There are some limitations to our dataset that may have impacted our results. First, despite best efforts, we might have some error on emergence date for pups and mothers because we rely on visual observations to determine emergence. While our observation effort is high in this study with colonies observed on a near-daily basis with approximately 1000 hours of observations logged per year, exact emergence dates may still be missed. We additionally tried to control for this by limiting our analyses to only the main colonies as these are observed with a higher frequency than satellite colonies. Therefore, we are less likely to have missed emergence dates in the main colonies compared to the satellite colonies. Further, we are only able to use pup emergence date as our proxy for the timing of reproduction. Being able to see inside burrows and know exactly when pups are born would provide a better estimate of the timing of reproduction in addition to identifying cases when all pups died during lactation. Similarly, being able to know when a female mated would also provide more information about pregnancy interruption (reabsorption and abortions). Additionally, we unfortunately only have data on female emergence date between 2003-2017. It would have been interesting to analyze pup and female emergence dates for more years. Finally, since we only have one weather station on site, the climate variables used are the same between valleys. In the future it would be interesting to separate weather variables between the valleys since the up-valley environment is harsher and there is phenology delay of about two weeks between the valleys.

Conclusions:

Overall, we report that while marmots are plastically adjusting the timing of pup emergence date in response to changing spring snowpack, individuals do not differ in their plasticity level. Further, pup emergence date is not heritable but there is selection for pups to emerge earlier. This indicates that pup emergence date may not have an optimum time and it is just better to emerge earlier. Without having inter-individual variation in plasticity and without being able to evolve in response to natural selection, this population may be limited in its ability to track optimal environmental conditions for reproduction.
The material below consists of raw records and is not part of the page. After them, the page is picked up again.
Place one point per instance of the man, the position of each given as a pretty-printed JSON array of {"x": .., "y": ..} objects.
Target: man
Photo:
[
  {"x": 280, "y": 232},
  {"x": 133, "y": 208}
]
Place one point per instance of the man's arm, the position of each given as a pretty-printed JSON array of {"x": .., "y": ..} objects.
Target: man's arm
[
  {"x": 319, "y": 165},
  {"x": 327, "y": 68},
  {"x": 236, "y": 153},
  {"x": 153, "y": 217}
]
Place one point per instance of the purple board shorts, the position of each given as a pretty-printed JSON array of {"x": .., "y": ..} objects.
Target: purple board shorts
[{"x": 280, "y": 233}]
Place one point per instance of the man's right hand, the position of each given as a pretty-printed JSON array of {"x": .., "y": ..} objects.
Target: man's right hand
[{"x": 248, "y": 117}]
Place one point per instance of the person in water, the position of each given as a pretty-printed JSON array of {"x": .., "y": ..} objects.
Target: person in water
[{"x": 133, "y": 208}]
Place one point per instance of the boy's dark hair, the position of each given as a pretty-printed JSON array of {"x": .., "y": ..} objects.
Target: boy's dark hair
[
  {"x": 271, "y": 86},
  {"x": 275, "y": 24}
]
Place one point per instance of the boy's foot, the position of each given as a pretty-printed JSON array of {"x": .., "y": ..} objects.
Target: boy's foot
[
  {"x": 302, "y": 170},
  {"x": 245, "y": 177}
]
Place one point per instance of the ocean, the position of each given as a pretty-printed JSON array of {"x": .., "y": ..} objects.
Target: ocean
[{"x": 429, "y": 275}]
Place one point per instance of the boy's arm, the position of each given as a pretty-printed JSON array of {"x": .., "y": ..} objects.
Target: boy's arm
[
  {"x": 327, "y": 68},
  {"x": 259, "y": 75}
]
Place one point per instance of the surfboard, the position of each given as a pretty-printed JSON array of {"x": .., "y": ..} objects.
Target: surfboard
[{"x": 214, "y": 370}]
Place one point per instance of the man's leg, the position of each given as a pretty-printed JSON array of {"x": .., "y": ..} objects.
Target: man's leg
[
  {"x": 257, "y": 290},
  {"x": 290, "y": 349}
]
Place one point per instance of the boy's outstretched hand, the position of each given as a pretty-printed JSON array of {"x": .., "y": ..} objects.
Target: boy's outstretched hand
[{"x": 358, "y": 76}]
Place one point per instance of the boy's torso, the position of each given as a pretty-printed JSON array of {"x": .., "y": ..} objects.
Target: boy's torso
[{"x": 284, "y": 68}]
If climate continues to change, this may prove problematic. For instance, the length of the active season may change, altering the timing of food availability. If pups do not emerge early enough, they may not be able to gain enough mass prior to hibernation. Similarly, if the mother reproduces too late in the season, she will also be limited in her ability to gain sufficient mass for hibernation. This potential mismatch in the length of the active season and when pups emerge may impact population fitness, causing a decrease in pup and dam survival. Additionally, future research should investigate the discrepancy we report between female and pup emergence to determine the ecology behind this pattern.